One of the most familiar propositions of elementary classical electrodynamics is that "an accelerating charge radiates". In fact, the power (energy per time) of electromagnetic radiation emitted by a charged particle is often said to be strictly a function of the acceleration of that particle. However, if we accept the strong Equivalence Principle (i.e., the equivalence between gravity and acceleration), the simple idea that radiation is a function of acceleration becomes problematic, because in this context an object can be both stationary and accelerating. For example, a charged object at rest on the Earth's surface is stationary, and yet it's also subject to a (gravitational) acceleration of about 9.8 m/sec2. It seems safe to say (and it is evidently a matter of fact) that such an object does not radiate electromagnetic energy, at least from the point of view of co-stationary observers. If it did, we would have a perpetual source of free energy. Since the upward force holding the object in place at the Earth's surface does not act through any distance, the work done by this force is zero. Therefore, no energy is being put into the object, so if the object is radiating electromagnetic energy (and assuming the internal energy of the object remains constant) we have a violation of energy conservation.

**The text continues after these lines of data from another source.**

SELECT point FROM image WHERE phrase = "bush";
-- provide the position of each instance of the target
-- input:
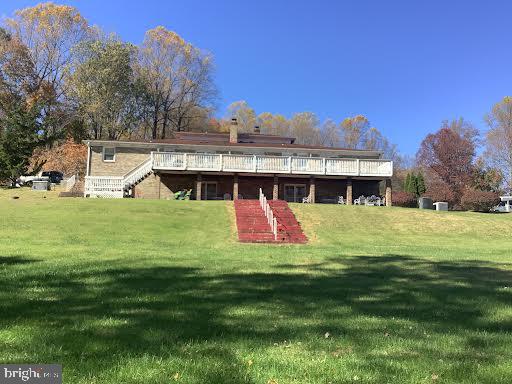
(479, 201)
(440, 191)
(404, 199)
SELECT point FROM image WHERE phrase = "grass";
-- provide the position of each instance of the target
(131, 291)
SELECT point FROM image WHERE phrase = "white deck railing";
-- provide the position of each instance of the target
(269, 214)
(104, 186)
(272, 164)
(115, 186)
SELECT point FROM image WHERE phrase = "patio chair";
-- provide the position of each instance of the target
(361, 200)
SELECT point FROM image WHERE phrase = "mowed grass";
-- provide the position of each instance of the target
(132, 291)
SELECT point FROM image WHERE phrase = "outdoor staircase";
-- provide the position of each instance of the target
(253, 225)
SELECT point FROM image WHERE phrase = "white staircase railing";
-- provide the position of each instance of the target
(137, 174)
(269, 214)
(115, 186)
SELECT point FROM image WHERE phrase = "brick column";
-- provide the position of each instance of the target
(275, 189)
(235, 187)
(312, 189)
(389, 194)
(349, 191)
(198, 186)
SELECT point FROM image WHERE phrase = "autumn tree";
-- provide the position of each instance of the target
(329, 134)
(354, 131)
(50, 31)
(178, 81)
(273, 124)
(68, 157)
(448, 158)
(104, 88)
(499, 139)
(21, 122)
(304, 126)
(244, 114)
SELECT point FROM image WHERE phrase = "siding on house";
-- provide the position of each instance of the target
(126, 159)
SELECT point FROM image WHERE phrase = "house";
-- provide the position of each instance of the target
(233, 165)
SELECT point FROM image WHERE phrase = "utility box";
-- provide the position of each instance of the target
(40, 185)
(425, 203)
(441, 206)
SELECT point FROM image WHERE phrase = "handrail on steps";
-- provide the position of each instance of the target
(269, 214)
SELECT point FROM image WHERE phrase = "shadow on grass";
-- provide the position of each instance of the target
(15, 260)
(95, 316)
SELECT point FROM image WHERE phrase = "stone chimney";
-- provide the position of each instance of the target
(233, 131)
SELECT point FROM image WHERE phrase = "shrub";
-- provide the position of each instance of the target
(479, 201)
(404, 199)
(440, 191)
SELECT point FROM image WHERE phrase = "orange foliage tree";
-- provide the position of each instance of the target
(69, 158)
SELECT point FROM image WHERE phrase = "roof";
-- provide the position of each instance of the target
(222, 140)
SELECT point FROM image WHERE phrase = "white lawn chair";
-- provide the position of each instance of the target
(360, 201)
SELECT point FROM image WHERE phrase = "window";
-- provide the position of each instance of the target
(109, 154)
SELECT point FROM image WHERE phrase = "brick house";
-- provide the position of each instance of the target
(233, 165)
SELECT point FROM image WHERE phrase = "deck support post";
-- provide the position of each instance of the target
(235, 187)
(198, 186)
(275, 188)
(312, 190)
(389, 194)
(349, 192)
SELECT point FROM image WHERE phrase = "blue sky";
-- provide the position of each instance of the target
(406, 65)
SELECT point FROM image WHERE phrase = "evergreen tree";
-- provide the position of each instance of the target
(422, 188)
(407, 185)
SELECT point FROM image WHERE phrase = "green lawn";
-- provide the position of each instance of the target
(133, 291)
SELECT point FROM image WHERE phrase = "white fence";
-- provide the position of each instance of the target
(269, 214)
(104, 186)
(272, 164)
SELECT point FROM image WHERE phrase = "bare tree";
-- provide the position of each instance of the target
(499, 139)
(178, 80)
(244, 114)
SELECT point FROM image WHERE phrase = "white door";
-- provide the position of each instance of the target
(294, 193)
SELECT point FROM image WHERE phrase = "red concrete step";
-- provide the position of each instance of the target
(253, 226)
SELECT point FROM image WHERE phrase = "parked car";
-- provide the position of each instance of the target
(27, 180)
(55, 176)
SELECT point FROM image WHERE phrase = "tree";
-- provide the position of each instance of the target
(420, 184)
(415, 184)
(486, 178)
(103, 86)
(273, 124)
(178, 81)
(50, 31)
(20, 135)
(68, 157)
(463, 128)
(304, 127)
(354, 131)
(448, 158)
(329, 134)
(499, 139)
(244, 114)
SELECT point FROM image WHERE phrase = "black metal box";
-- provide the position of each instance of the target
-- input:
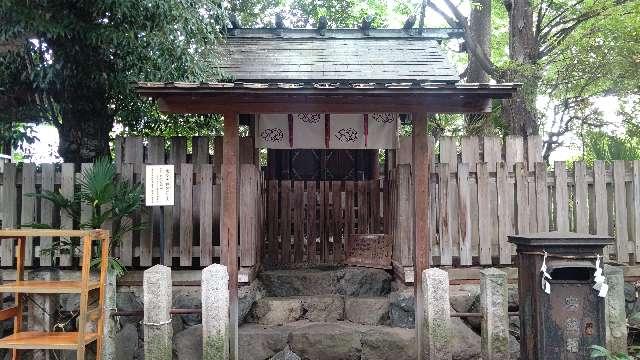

Of course, we could question the claim that no work is being done by the force holding the object in place. Indeed if we imagine a capsule in freefall, and within that capsule an object being accelerated in such a way that it maintains a constant altitude relative to the outside gravitating source, we would say, inside the capsule, we had done work on the object as we increased its velocity relative to the capsule, even though from the outside standpoint of the gravitating source the object is stationary and no work has been done on it. This is not too surprising, since work and kinetic energy are understood to be relative concepts, but it seems to lead to the puzzling conclusion that electromagnetic radiation must also be a relative concept. The familiar relativity of kinetic energy corresponds to the symmetry between different frames of reference, which is to say, we can always find a system of inertial coordinates with respect to which any given object (at a given instant) has zero kinetic energy. Our consideration of charged particles in a gravitational field seems to suggest similarly that we can always find a system of coordinates (at least locally) with respect to which a charged particle (at a given instant) does not radiate - even though the particle may be radiating at that instant with respect to some other system of coordinates.
It's also possible to question whether the equations of electrodynamics really do imply that an accelerating charge necessarily radiates. Surprisingly, this is still an open question for the classical theory. The difficulty is in knowing how to correctly account for the influence of a charged particle on itself. Remember that two electrons repel each other with a force (statically) proportional to the reciprocal of the square of the distance between them. This is traditionally understood in terms of each particle interacting with the field of the other particle. The intensity of each electron's field increases to infinity as the distance goes to zero (assuming point-like particles), so the force with which an electron is repelled increases to infinity as it approach the location of an electron - but therein lies a conceptual difficulty. According to this description, each electron is located in a place where there is an infinite force of repulsion against electrons!